This work addresses the limitations of traditional conformal prediction in graph neural networks, which often ignores graph structure, leading to inefficient prediction sets and insufficiently discriminative embeddings. The paper proposes the first localized conformal prediction framework that explicitly integrates graph topology: it employs feature-aware graph densification to mitigate local bias induced by sparsity and introduces a personalized PageRank–based, structure-aware kernel to model both local and long-range dependencies among nodes, enabling more precise neighborhood calibration. The approach supports structure-aware anchor sampling and weighting, achieving marginal coverage guarantees under finite-sample settings while significantly improving conditional coverage efficiency across diverse graph regression and classification tasks, particularly in complex conditional scenarios.
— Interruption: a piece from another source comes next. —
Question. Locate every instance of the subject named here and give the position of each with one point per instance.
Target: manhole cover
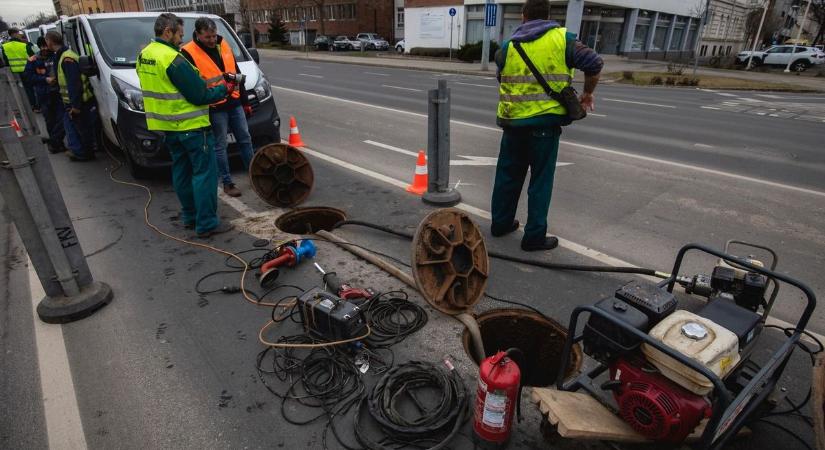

Conformal prediction (CP) provides a distribution-free approach to uncertainty quantification with finite-sample guarantees. However, applying CP to graph neural networks (GNNs) remains challenging as the combinatorial nature of graphs often leads to insufficiently certain predictions and indiscriminative embeddings. Existing methods primarily rely on embedding-space proximity for localization, which can be unreliable for graphs and yield inefficient prediction sets. We propose GRAPHLCP, a proximity-based localized CP framework that explicitly incorporates graph topology and inter-node dependencies into localization and weighting. Our approach introduces a feature-aware densification step to mitigate locality bias in sparse graphs, followed by a Personalized PageRank-based kernel computation to model structural proximity. This enables topology-dependent anchor sampling and calibration weighting that captures both local and long-range dependencies. Extensive experiments on several regression and classification datasets demonstrate that GRAPHLCP guarantees marginal coverage with finite samples while efficiently attaining favorable test conditional coverage across various conditioning scenarios.